Our man Doug loves his Demo 9, but dreams of lightness are flitting through his mind. What to do?
I’ve got an ’04 Demo 9 pro (great bike) only problem is its very heavy (stock about 52 lbs.) I don’t do big jumps, drops or ride real hard but do ride rough trails at resorts like Mammoth and Northstar. I’m not a light guy, about 240 lbs. with gear and 6 ft. 2 inches tall. I got a large and it feels ok for resort riding but lately I’ve been wanting something smaller (medium frame size) and lighter.

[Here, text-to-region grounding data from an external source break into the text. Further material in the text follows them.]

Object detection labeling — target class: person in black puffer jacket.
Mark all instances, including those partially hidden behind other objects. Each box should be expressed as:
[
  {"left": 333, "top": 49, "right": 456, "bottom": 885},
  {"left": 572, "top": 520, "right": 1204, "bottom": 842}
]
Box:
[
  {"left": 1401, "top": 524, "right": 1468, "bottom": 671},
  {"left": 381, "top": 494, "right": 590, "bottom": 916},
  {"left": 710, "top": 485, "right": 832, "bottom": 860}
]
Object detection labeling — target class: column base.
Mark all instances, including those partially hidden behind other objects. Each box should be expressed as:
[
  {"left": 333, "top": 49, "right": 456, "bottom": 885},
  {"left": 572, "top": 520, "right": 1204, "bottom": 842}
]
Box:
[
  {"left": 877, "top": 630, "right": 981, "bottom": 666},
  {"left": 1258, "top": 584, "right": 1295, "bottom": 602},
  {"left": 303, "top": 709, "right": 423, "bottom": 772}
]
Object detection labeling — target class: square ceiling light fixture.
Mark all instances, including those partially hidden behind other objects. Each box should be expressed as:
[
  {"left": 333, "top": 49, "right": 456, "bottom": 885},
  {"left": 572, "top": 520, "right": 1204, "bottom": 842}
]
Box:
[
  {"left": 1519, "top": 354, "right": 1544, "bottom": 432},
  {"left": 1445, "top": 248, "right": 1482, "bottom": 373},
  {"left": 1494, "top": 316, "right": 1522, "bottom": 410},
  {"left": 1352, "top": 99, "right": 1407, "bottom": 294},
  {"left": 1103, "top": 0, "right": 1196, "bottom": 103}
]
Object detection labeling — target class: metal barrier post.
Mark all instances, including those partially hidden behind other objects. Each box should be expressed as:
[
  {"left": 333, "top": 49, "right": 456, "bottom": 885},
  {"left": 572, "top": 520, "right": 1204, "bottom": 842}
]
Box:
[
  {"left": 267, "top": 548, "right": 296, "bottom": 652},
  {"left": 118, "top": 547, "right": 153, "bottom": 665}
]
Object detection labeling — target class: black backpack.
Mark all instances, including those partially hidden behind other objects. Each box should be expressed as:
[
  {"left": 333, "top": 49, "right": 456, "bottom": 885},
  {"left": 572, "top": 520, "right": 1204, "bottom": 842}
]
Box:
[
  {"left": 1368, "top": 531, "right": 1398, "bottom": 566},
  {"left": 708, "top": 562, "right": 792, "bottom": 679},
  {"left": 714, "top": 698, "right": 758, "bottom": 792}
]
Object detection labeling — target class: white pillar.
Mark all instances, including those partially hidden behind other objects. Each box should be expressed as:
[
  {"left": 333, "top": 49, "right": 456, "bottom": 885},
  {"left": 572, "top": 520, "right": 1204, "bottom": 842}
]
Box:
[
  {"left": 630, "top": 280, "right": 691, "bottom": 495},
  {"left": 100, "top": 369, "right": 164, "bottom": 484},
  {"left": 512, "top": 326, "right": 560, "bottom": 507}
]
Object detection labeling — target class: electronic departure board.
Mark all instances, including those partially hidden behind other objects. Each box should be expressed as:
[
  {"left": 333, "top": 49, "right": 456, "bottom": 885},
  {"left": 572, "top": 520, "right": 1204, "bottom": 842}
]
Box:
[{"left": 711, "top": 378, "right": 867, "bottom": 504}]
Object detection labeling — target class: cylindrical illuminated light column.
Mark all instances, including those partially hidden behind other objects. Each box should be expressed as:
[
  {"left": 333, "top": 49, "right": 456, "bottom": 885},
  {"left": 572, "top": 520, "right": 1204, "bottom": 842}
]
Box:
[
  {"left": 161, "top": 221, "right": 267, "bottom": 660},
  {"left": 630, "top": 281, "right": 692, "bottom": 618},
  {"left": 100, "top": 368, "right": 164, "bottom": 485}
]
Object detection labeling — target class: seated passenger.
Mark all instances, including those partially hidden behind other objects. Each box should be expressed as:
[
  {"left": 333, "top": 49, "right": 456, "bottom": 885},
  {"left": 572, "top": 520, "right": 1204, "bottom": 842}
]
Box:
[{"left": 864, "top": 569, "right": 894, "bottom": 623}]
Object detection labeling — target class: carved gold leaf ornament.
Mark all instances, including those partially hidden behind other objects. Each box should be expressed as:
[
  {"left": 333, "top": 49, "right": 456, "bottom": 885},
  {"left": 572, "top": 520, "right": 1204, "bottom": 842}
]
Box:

I’m thinking maybe a Demo 8 frame and swap all my stuff over, but my cranks are 83 mm on the 9 with a 150 rear axle spacing so I will need a new set of cranks and a new rear wheel.
I read an article on your blog about trying to drop weight from a Demo 9 and you said it was tough without going to stupid expensive stuff that will not stand the rigors of resort riding.
My options seem to be:
Get a lighter fork: Boxxer WC or 888 SL ata (current is 888 rc)
Get lighter tires/smaller tires (current is Kenda Nevegal 2.7)
Get newer Demo 8 frame and new cranks and rear wheel
either option will cost me a few bucks
Which is the better option?
First of all, this isn’t a blog, OK? It’s a site. I’m sensitive about that.
Your Demo 9 is a great bike, and it sounds like you’re loving it. I want to explore your desire to go lighter. Since you’re not racing, why not keep riding that bike, or go to something more versatile, like an SX Trail? But I’ll try to let that go.
I missed the podium at Masters Worlds in 2004, and that had nothing to do with the burgeoning weight of my Demo 9.
In order of increasing expense:
1. Keep riding your current bike as is. Switch to a set of 2.5″ tires. That makes a big difference in feel.
2. Upgrade your current bike. In order: smaller tires, lighter wheels, lighter fork, lighter post/bars/stem/etc. My Demo 9 was 41 pounds with insane parts and 46 pounds with very sane parts (it was equally fast with both builds).
3. Swap to a Demo 8 frame, and buy a new crankset and rear wheel. That’ll save you several pounds, but it’ll cost mucho and be a pain in the butt.
4. Buy a complete Demo 8 ready to roll. When you consider the cost and hassle of Option 3, a complete bike is pretty cost effective. Especially if you sell your 9.
Whatever you do:
1. Make sure the bike is tuned for you. No stock suspension is valved for a 240-lb rider.
2. Learn to ride it. I mean, really learn to ride it.
If I were you:
I’d rock Option 1 until I can afford Option 4.
* Consider the dual facts that 1) you weigh 240 lbs and 2) your bike is holding together. That’s worth something.
If that doesn’t scratch your itch, pursue Option 2.